Security intelligence firm GreyNoise has sounded the alarm over a massive spike in Microsoft Remote Desktop (RDP) probing activity, warning that attackers are actively mapping authentication surfaces to prepare for credential attacks and future exploitation.
According to the report, “On August 21, GreyNoise observed a sharp surge in scanning against Microsoft Remote Desktop (RDP) services. Nearly 2,000 IPs — the vast majority previously observed and tagged as malicious — simultaneously probed both Microsoft RD Web Access and Microsoft RDP Web Client authentication portals.”
What began as a sudden spike on August 21 quickly escalated into a global wave. GreyNoise revealed: “GreyNoise identified a much larger wave: on August 24, over 30,000 unique IPs simultaneously triggered both Microsoft RD Web Access and Microsoft RDP Web Client tags, largely from the same client signature behind the August 21 spike.”
This activity dwarfs the normal baseline of 3–5 IPs/day, with telemetry showing attackers synchronizing across thousands of nodes in a coordinated campaign.
The campaign focuses on timing attacks and login enumeration.
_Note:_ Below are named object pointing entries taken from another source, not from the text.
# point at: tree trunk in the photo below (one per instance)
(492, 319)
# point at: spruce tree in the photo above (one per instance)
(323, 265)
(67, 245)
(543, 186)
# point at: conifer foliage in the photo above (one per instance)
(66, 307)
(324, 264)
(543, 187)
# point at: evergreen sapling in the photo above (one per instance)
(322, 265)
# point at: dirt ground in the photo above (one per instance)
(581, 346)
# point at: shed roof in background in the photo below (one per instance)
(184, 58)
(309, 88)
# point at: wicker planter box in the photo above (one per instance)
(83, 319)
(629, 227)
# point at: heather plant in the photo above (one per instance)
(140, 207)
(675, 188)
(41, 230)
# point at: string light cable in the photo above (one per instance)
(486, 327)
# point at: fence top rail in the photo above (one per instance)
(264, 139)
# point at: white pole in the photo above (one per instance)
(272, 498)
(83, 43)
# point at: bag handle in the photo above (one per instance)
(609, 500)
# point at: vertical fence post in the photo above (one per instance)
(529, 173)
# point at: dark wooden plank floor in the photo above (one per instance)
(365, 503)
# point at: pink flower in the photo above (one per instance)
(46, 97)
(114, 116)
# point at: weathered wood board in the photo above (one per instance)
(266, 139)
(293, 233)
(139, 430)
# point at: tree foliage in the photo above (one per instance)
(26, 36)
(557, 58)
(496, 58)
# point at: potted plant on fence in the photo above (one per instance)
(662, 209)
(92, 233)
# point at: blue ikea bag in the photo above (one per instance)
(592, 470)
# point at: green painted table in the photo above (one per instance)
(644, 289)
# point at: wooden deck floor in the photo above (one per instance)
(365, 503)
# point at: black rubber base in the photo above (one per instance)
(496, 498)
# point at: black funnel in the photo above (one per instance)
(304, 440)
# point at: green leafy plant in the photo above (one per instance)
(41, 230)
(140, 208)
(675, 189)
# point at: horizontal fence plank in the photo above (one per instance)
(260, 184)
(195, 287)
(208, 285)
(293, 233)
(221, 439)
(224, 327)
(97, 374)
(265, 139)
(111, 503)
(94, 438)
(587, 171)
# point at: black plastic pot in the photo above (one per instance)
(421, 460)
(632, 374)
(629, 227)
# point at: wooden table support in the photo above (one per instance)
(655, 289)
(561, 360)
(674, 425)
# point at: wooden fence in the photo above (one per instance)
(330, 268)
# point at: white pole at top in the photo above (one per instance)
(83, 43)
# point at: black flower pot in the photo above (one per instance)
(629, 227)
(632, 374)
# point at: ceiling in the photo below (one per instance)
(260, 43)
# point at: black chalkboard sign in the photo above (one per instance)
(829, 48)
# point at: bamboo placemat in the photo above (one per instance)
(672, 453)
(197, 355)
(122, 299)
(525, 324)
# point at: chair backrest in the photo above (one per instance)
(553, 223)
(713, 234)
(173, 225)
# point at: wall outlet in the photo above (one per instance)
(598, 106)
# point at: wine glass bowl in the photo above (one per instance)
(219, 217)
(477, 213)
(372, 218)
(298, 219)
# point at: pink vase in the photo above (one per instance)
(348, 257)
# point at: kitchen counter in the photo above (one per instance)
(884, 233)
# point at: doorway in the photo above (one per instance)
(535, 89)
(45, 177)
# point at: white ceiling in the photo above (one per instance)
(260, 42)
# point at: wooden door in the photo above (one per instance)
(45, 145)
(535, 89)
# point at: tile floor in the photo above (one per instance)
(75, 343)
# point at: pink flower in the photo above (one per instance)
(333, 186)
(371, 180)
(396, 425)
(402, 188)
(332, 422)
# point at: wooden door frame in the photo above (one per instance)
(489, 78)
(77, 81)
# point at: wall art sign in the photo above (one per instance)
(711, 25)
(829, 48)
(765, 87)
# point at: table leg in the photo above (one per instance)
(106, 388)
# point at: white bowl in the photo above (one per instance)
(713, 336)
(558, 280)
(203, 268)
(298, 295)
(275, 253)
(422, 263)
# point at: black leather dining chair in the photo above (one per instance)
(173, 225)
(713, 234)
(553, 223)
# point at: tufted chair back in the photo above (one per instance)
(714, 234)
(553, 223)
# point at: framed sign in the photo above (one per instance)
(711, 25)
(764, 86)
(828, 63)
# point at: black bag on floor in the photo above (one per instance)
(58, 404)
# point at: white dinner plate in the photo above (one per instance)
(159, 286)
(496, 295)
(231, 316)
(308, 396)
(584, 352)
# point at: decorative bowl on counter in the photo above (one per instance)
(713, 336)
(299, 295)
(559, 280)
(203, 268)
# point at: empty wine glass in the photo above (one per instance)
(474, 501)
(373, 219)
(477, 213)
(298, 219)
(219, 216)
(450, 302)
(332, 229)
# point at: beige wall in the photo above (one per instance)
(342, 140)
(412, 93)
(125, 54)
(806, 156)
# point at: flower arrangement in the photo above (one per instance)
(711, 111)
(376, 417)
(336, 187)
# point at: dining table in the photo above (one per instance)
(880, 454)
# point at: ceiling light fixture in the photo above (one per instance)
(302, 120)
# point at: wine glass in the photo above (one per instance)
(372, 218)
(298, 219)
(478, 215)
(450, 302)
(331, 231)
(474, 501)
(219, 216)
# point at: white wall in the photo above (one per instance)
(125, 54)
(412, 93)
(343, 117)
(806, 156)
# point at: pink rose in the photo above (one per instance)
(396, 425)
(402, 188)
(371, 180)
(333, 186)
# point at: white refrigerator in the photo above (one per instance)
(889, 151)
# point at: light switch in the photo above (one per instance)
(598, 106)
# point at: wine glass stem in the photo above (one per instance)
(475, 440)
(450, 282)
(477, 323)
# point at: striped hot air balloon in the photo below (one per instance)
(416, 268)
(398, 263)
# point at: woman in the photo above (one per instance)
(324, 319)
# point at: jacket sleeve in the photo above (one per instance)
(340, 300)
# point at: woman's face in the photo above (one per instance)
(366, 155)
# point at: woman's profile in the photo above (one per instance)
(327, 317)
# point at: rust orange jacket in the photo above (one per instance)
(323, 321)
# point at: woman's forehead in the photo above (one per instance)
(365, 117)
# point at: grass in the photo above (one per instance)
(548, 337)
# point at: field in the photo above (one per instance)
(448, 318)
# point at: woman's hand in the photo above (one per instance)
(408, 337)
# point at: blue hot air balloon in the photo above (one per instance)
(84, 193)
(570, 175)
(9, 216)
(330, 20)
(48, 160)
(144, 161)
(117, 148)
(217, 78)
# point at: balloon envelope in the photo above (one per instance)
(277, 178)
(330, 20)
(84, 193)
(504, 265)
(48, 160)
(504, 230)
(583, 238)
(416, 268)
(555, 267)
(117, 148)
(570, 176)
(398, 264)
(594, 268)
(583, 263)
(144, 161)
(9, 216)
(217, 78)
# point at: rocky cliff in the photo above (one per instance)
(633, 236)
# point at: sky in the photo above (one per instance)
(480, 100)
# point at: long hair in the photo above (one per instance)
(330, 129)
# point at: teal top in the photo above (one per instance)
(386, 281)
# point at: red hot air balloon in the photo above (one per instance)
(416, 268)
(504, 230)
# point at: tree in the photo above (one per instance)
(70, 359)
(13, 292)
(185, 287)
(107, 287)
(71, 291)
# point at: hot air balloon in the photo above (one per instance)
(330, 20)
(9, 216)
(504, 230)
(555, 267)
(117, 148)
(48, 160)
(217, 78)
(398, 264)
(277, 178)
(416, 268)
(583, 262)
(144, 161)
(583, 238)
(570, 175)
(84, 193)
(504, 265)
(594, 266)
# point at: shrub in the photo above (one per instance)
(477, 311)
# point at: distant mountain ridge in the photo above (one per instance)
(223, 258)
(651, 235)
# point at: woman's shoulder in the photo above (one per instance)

GreyNoise explains: “The wave’s aim was clear: test for timing flaws that reveal valid usernames, laying the groundwork for credential-based intrusions.”
By measuring subtle differences in authentication responses, attackers can confirm which accounts exist — a key step before launching credential stuffing, password spraying, or brute force attacks.
The data showed:
- 1,851 of 1,971 IPs shared the same client signature, suggesting a single toolset or botnet module.
- 92% of those IPs were already tagged malicious in GreyNoise’s systems.
- Sources were heavily skewed to Brazil (~73%), with the U.S. as the primary target.
The timing of the attacks may be deliberate. “August 21 sits squarely in the US back-to-school window, when universities and K-12 bring RDP-backed labs and remote access online and onboard thousands of new accounts. These environments often use predictable username formats (student IDs, firstname.lastname), making enumeration more effective.”
This alignment suggests attackers are exploiting seasonal exposure when educational institutions are at their most vulnerable.
Even without exploiting a specific vulnerability, this reconnaissance is highly valuable. GreyNoise warns: “A large, uniform, maliciously-classified scanner set is actively mapping Microsoft RDP authentication surfaces for account discovery weaknesses. Even without immediate exploitation, the output of this campaign… is directly reusable for credential stuffing, password spraying, or future exploitation.”
Notably, GreyNoise highlights that in 80% of historical cases, spikes in attacker activity against a technology were followed by the disclosure of a new vulnerability within six weeks.